一般的衛生管理に関する衛生管理状況 逆止弁(チャッキ弁)の分解洗浄の不足

  1. ・ 規定された実施頻度で洗浄されていなかった。
  2. ・ 実施頻度が記載されていないものもあった。
  3. ・ 使用頻度と比較して洗浄頻度が少ない。
仮設のホースによる配管

  1. ・ CIP洗浄が可能なホースもあるが、使用後の水洗や不定期の循環洗浄のみのホースが認められた。
  2. ・ ホースの保管場所が屋外にもあり、保管時にホース末端に栓がされていなかった。
屋外における調合作業

  1. ・ 最終成分調整のための脱脂粉乳溶解機による脱脂粉乳溶解液の投入作業が、屋外で手作業により行なわれていた。
再製品の使用
  1. ・ 製造後出荷されずに冷蔵庫に残った商品及び出荷後受注ミス等により返品された商品を原料として使用していた。
  2. ・ 開封作業は冷蔵庫で委託業者が行ない、中には期限切れのものも混入していた可能性があった。
  3. ・ 加工乳の再製品を加工乳の原材料として再利用したことは、乳等省令違反であるとされた。

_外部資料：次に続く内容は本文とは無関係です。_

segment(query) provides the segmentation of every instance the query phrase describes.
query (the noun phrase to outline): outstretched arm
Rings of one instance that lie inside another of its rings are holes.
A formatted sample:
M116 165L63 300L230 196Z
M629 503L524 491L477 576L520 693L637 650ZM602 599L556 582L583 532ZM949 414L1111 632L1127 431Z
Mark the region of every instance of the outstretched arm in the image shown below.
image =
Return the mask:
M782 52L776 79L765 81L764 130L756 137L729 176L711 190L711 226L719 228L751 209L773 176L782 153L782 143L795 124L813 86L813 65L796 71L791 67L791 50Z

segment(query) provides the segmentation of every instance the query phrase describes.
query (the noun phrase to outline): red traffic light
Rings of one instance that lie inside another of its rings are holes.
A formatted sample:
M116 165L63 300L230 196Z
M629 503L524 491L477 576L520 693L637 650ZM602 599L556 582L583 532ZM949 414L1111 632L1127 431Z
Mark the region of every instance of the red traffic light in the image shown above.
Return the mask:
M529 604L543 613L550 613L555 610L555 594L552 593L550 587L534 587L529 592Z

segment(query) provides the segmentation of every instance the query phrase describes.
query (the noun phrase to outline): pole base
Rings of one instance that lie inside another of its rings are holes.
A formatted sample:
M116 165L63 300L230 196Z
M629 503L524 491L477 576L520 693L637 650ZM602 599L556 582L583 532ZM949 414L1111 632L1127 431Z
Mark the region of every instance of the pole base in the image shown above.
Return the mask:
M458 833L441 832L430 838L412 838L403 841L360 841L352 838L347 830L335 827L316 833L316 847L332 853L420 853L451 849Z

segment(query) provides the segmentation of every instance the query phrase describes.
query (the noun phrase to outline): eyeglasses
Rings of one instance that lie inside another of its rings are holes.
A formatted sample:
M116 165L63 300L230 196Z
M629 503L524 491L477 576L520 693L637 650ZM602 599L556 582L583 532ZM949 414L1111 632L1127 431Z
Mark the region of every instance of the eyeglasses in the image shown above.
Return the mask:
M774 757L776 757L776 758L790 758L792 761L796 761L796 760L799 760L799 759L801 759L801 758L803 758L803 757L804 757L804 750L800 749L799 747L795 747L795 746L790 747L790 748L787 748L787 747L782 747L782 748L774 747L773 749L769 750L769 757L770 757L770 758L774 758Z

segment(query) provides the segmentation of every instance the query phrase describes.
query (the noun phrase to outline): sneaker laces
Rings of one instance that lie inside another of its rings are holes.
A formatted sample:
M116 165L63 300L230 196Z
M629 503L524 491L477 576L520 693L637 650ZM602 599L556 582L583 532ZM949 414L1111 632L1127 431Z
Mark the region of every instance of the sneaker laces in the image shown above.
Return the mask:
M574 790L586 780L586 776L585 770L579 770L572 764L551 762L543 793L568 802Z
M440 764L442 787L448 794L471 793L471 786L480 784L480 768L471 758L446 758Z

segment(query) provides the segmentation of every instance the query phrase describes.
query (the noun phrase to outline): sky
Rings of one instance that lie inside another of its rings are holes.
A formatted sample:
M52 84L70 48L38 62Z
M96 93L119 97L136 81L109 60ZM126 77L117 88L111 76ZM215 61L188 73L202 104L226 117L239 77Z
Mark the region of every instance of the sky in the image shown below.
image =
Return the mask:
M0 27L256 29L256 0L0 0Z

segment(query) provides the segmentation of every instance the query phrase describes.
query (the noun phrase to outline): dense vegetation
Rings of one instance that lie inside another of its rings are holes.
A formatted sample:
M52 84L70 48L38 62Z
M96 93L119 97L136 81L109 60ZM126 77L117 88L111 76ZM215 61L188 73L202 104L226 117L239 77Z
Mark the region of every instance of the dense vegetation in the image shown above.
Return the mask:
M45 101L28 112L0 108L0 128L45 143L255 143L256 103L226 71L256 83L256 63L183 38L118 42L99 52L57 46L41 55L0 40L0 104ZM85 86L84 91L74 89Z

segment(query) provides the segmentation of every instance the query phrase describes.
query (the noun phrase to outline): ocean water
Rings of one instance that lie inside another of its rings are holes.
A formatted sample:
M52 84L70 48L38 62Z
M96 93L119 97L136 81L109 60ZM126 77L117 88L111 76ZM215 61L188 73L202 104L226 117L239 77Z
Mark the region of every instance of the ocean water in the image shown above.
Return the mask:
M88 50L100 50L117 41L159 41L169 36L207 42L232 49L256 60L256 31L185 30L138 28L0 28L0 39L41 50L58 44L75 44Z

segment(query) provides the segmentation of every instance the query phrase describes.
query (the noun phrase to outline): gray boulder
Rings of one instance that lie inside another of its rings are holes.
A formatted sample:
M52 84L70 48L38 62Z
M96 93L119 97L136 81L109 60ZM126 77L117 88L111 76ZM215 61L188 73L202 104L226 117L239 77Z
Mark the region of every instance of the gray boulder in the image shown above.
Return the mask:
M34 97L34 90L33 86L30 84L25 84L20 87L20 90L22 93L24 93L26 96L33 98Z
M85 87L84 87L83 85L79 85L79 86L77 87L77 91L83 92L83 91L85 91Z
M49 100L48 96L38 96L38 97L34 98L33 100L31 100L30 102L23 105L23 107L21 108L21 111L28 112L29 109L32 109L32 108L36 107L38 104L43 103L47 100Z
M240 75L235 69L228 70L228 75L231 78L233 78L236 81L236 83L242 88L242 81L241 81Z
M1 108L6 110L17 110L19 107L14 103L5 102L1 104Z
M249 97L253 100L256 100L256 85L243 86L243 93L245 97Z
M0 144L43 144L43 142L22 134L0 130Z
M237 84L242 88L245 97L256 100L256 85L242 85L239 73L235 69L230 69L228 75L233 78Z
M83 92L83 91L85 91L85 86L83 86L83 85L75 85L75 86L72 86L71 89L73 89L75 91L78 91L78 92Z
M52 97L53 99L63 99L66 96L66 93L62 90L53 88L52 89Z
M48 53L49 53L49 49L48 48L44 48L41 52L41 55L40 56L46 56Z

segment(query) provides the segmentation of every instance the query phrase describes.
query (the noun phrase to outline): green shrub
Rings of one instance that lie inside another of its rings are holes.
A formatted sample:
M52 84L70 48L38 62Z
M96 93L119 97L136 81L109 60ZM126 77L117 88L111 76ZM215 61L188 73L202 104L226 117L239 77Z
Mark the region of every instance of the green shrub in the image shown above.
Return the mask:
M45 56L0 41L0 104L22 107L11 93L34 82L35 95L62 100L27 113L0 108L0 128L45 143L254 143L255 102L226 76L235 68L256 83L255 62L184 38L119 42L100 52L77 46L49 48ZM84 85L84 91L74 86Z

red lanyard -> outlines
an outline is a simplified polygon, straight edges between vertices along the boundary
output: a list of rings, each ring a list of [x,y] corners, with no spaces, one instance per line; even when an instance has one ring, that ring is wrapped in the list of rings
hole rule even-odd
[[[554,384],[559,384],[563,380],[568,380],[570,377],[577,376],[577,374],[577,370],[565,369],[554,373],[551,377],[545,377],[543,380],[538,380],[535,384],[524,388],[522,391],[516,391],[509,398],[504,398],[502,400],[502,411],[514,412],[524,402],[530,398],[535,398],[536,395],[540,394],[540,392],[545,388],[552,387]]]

この問題は大阪工場だけの問題ではなかったが、加工乳の加工乳への再利用については、雪印乳業(法人)が食品衛生法違反として起訴され略式手続きによる処分(罰金)を受けた。

(『雪印乳業史 第7巻』412頁をもとに筆者がまとめた)

 

 なお、食中毒事件を拡大した原因として、情報開示の遅れと報道対応のまずさ[1]については既述したが、事故原因の究明を遅らせた要因としては、次の問題があった。

 

2. 事故原因特定に至るまでの問題

 雪印乳業(株)は、事件当初から工程の問題のみならず、原材料の瑕疵についても調査を進めていた。当初、大阪工場の受け入れ記録からは、原材料として使用された脱脂粉乳は、磯分内工場ということになっていたが、7月3日までには、これは日報の記載ミスで大樹工場製の脱脂粉乳であるとの疑いが出てきた。

 7月初めから、同社品質保証部分析センターは大阪工場製品の原料となった可能性のある脱脂粉乳等についてエンテロトキシン検査を開始したが、7月13日までに全てについて陰性であるとの結果が出た。

 この中には、4月10日製造の脱脂粉乳も含まれていたが、このときはエンテロトキシンの検査方法が確立されておらず、手探り状態での判断であった。

 この結果、雪印乳業(株)は原材料には問題がないと信じ、大阪工場の工程に問題を見出すべく様々な調査・実験・推定を行なうとともに、全市乳工場の停止・再点検を行なった。

 ところが8月18日、大阪市より大樹工場製脱脂粉乳からエンテロトキシンAを検出したとの発表があり、社内でも直ちに再検査したところ、エンテロトキシンの存在を確認することとなった。(『雪印乳業史 第7巻』413頁)

 

 次回は、食中毒事件後の対応と再発防止策について考察する。



[1] 雪印乳業(株)の事件公表は食中毒被害者の最初の届け出から2日後に遅れた、原因が不明であることにとらわれ、消費者の手元にある販売済みの製品の危険性を軽視した、報道対応に不慣れで記者会見の体制づくりができていなかった、正確に事実関係を把握せずに記者会見を開き、公表内容が二転三転した、公表内容に対する意思統一が図られなかった、役員等幹部社員の不用意な発言がつづきメデイアの批判を呼び、会社に対する不信感と社会的不安を増幅させた。